Source code for scrubadub.detectors.user_supplied

from typing import Optional

from scrubadub.detectors.catalogue import register_detector
from .. import filth as filth_module
from ..filth.base import Filth
from .tagged import TaggedEvaluationFilthDetector


[docs]@register_detector
class UserSuppliedFilthDetector(TaggedEvaluationFilthDetector):
    """Use this ``Detector`` to find some known filth in the text. An example might be if you have a list of employee
    numbers that you wish to remove from a document, as shown below:

    >>> import scrubadub
    >>> scrubber = scrubadub.Scrubber(detector_list=[
    ...     scrubadub.detectors.UserSuppliedFilthDetector([
    ...         {'match': 'Anika', 'filth_type': 'name'},
    ...         {'match': 'Larry', 'filth_type': 'name'},
    ...     ]),
    ... ])
    >>> scrubber.clean("Anika is my favourite employee.")
    '{{NAME}} is my favourite employee.'

    This detector takes a list of dictonaires (reffered to as known filth items). These specify what to look for in
    the text to label as tagged filth.

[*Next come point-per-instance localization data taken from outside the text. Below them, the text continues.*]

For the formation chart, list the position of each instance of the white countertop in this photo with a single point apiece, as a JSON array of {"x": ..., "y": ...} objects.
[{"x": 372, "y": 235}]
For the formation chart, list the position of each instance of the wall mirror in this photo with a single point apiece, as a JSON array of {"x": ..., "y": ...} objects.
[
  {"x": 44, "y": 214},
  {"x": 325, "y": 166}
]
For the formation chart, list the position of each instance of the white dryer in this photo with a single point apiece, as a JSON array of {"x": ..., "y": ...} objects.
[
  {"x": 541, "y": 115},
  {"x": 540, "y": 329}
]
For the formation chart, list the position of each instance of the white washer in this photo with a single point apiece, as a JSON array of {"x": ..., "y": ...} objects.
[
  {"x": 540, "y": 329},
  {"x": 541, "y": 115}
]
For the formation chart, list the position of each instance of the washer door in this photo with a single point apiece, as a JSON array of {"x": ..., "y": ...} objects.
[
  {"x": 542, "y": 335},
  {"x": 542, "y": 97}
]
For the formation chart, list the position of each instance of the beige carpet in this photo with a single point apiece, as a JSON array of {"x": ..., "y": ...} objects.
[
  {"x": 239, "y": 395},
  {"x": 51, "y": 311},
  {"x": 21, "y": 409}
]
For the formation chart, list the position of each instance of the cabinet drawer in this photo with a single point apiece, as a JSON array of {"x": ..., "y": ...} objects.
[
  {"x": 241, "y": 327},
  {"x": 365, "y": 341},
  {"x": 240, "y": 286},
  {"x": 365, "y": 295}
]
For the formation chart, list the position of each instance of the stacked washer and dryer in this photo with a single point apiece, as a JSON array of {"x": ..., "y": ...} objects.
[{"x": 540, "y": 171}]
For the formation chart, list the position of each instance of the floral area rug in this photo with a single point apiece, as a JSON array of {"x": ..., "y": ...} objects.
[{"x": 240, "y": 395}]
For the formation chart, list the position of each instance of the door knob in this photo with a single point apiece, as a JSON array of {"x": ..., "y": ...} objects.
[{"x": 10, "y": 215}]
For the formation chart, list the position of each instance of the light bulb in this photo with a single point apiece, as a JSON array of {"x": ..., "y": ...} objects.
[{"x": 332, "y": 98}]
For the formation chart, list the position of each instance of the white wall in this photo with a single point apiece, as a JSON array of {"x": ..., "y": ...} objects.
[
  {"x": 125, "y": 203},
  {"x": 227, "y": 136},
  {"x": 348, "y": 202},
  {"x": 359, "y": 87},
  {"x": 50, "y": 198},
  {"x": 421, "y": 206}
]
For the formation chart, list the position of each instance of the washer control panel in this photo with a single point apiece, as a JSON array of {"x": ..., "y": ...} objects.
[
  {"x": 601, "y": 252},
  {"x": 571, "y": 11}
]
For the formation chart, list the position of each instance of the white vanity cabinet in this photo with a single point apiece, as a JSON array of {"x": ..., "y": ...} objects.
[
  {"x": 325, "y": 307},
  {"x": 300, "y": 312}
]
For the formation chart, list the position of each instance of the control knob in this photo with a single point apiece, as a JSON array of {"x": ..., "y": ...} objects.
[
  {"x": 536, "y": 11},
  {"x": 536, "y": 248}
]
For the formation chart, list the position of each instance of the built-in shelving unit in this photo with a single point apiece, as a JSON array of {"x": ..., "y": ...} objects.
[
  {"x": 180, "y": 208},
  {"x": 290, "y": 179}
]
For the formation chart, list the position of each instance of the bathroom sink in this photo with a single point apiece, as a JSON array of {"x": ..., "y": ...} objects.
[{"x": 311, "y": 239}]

The dictionary should contain the following keys:

        * ``match`` (`str`) - a string value that will be searched for in the text
        * ``filth_type`` (`str`) - a string value that indicates the type of Filth, should be set to ``Filth.name``.
          An example of these could be 'name' or 'phone' for name and phone filths respectively.

    The known filth item dictionary may also optionally contain:

        * ``match_end`` (`str`) - if specified will search for Filth starting with the value of match and ending with
          the value of ``match_end``
        * ``limit`` (`int`) - an integer describing the maximum number of characters between match and match_end,
          defaults to 150
        * ``ignore_case`` (`bool`) - Ignore case when searching for the tagged filth
        * ``ignore_whitespace`` (`bool`) - Ignore whitespace when matching ("asd qwe" can also match "asd\\\\nqwe")
        * ``ignore_partial_word_matches`` (`bool`) - Ignore matches that are only partial words (if you're looking
          for "Eve", this flag ensure it wont match "Evening")

    Examples of this:

        * ``{'match': 'aaa', 'filth_type': 'name'}`` - will search for an exact match to aaa and return it as a
          ``NameFilth``
        * ``{'match': 'aaa', 'match_end': 'zzz', 'filth_type': 'name'}`` - will search for `aaa` followed by up to 150
          characters followed by `zzz`, which would match both `aaabbbzzz` and `aaazzz`.
        * ``{'match': '012345', 'filth_type': 'phone', 'ignore_partial_word_matches': True}`` - will search for an
          exact match to 012345, ignoring any partial matches and return it as a ``PhoneFilth``

    This detector is not enabled by default (since you need to supply a list of known filths) and so you must always
    add it to your scrubber with a ``scrubber.add_detector(detector)`` call or by adding it to the ``detector_list``
    inialising a ``Scrubber``.
    """

    name = 'user_supplied'

[docs]    def create_filth(
            self, start_location: int, end_location: int, text: str, comparison_type: Optional[str],
            detector_name: str, document_name: Optional[str], locale: str
    ) -> Filth:
        for item_name in dir(filth_module):
            try:
                filth_cls = filth_module.__getattribute__(item_name)
            except AttributeError:
                continue

            if not isinstance(filth_cls, type) or not issubclass(filth_cls, Filth):
                continue

            try:
                filth_type = filth_cls.type
            except AttributeError:
                continue

            if filth_type != comparison_type:
                continue

            return filth_cls(
                start_location,
                end_location,
                text,
                detector_name=detector_name,
                document_name=document_name,
                locale=locale,
            )
        raise KeyError(f"Unable to find filth '{comparison_type}'")